UX for AI
Posts
Point and Change Point Anomaly Detection

Point and Change Point Anomaly Detection

Types of Anomalies, why you should care, and the finer points of Point and Change Point Anomaly Detection

Greg Nudelman
January 09, 2024

Now that we have tackled the Dos, Don’ts, and Forecasting, it’s time to cover the next part of the line graph-based UX for AI design patterns: Anomalies.

Andrew Maguire writes that time series (read: line graphs) Anomalies come in five flavors:

Source: https://andrewm4894.com/2020/10/19/different-types-of-time-series-anomalies/

And that is an exceptionally useful and wise classification from the UX standpoint. In this article, we will review the use cases for Anomaly detection in general and dig into the details of Point and Change Point Anomaly Detection.

After reading the article, a UX Designer or Product Manager should be well equipped to have high-quality, detailed conversations with your Data Science and Engineering colleagues and discuss important considerations of the interface design. You will also have access to UI best practices for fine-tuning your system to optimize usability and avoid false positives and false negatives.

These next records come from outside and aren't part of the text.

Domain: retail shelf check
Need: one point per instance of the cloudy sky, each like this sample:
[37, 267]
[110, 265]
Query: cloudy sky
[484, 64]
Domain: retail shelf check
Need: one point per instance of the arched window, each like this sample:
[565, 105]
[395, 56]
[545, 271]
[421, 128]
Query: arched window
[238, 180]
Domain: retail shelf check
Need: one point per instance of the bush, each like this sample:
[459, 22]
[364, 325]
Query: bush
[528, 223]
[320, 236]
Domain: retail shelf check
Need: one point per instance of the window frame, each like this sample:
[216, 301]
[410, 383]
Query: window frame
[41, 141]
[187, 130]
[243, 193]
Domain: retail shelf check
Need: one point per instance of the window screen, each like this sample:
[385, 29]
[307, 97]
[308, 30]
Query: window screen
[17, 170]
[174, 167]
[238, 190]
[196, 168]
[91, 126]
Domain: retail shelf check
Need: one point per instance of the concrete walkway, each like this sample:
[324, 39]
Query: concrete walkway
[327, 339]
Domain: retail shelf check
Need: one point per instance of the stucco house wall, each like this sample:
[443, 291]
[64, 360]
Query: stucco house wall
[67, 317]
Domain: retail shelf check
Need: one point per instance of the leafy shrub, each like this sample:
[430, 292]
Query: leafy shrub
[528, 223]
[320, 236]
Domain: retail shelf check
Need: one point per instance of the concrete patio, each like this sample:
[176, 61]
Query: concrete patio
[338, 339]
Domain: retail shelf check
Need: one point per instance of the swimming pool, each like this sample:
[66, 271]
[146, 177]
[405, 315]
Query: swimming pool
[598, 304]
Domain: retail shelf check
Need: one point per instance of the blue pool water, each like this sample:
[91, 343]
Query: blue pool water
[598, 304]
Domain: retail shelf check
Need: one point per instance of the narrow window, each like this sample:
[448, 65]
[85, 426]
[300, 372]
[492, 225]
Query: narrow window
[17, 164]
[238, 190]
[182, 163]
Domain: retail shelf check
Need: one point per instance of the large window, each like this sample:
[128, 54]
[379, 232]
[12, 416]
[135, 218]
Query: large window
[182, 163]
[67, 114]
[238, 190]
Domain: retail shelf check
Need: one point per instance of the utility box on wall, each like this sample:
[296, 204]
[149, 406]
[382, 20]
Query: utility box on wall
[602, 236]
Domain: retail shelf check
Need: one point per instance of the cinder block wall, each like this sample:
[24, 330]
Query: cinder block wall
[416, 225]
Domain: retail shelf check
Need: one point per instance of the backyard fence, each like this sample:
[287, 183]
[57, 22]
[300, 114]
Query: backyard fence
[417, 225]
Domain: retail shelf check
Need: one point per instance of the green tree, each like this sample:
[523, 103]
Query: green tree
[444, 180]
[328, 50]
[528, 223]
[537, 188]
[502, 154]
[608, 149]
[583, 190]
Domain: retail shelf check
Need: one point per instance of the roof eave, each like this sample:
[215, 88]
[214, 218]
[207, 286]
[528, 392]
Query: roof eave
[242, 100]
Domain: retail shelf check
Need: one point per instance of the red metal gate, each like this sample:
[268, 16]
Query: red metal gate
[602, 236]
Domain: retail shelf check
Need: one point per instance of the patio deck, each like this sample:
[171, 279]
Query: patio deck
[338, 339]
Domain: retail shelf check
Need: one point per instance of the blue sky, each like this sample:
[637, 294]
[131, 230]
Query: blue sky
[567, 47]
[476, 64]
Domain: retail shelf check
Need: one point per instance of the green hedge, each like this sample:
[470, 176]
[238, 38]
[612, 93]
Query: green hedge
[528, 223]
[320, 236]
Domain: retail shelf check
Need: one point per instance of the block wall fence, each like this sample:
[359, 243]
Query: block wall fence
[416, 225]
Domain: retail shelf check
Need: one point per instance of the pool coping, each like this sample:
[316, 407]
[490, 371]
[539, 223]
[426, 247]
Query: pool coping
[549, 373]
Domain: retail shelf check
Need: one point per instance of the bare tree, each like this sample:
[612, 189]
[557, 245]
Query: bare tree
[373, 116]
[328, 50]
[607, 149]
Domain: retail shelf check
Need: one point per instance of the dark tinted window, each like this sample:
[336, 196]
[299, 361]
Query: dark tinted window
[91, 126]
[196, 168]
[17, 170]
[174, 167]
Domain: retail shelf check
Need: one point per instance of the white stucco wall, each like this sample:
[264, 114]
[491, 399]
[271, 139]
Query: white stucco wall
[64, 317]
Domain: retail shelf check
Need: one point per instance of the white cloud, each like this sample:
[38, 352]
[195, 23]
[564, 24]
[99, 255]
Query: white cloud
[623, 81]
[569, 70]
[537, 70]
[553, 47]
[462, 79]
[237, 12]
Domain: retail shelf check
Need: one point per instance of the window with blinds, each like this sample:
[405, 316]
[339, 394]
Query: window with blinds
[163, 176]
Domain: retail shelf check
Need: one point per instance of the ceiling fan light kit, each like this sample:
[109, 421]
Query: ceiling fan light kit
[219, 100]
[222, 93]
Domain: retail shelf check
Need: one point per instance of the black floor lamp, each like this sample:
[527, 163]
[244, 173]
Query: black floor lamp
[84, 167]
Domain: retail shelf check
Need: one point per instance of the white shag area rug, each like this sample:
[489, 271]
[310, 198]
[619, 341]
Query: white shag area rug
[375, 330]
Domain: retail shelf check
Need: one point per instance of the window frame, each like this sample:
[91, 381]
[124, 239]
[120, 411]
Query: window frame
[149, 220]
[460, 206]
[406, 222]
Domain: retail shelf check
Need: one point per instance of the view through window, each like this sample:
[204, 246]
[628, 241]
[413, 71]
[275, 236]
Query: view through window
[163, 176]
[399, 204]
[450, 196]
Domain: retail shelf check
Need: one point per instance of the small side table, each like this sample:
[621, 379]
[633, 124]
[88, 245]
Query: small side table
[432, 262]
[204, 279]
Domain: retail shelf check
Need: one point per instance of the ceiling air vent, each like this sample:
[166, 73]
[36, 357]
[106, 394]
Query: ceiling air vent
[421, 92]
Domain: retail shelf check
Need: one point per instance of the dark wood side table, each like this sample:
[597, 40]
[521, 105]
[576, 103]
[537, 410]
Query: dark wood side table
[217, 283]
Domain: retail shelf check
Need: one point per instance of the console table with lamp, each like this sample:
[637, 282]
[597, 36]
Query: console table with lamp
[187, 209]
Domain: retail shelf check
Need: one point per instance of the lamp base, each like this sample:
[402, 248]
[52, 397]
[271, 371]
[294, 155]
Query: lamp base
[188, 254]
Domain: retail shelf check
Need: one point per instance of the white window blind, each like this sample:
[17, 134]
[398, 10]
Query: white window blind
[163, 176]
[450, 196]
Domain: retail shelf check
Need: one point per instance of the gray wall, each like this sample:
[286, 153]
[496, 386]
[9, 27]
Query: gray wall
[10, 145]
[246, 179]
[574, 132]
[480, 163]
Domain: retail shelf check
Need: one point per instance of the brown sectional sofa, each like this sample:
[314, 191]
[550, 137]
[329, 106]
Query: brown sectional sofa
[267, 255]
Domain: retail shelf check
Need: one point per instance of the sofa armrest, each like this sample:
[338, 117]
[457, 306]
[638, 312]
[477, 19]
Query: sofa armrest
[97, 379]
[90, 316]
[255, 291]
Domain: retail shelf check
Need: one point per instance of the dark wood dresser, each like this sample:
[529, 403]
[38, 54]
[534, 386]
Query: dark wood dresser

Why is Detecting Anomalies Important?

For each anomaly type, the use case might be slightly different. However, all anomaly detection shares a few similarities. Anomaly detection is useful for a wide range of use cases:

Identification of Critical Production Issues:
A sudden and significant drop in signal strength at a specific telecommunications tower likely points to a critical issue, such as equipment failure. Anomaly detection helps engineers catch the problem early and fix it before it impacts the quality of service.
Quality Control and Assurance:
In manufacturing (particularly in 6-Sigma shops), the detection of an anomaly in some measurement of a gadget on a production line may signal a quality control issue. Identifying this anomaly helps the manufacturer identify the source of the problem, improve the manufacturing process, and ensure the production of high-quality gadgets.
Security and Fraud Detection:
In the financial industry, the sudden use of a credit card for multiple high-value transactions in different countries within a short time frame can be indicative of fraudulent activity. Early detection of such anomalies alerts the bank to block the card to decrease the impact of the liability and stop the hack.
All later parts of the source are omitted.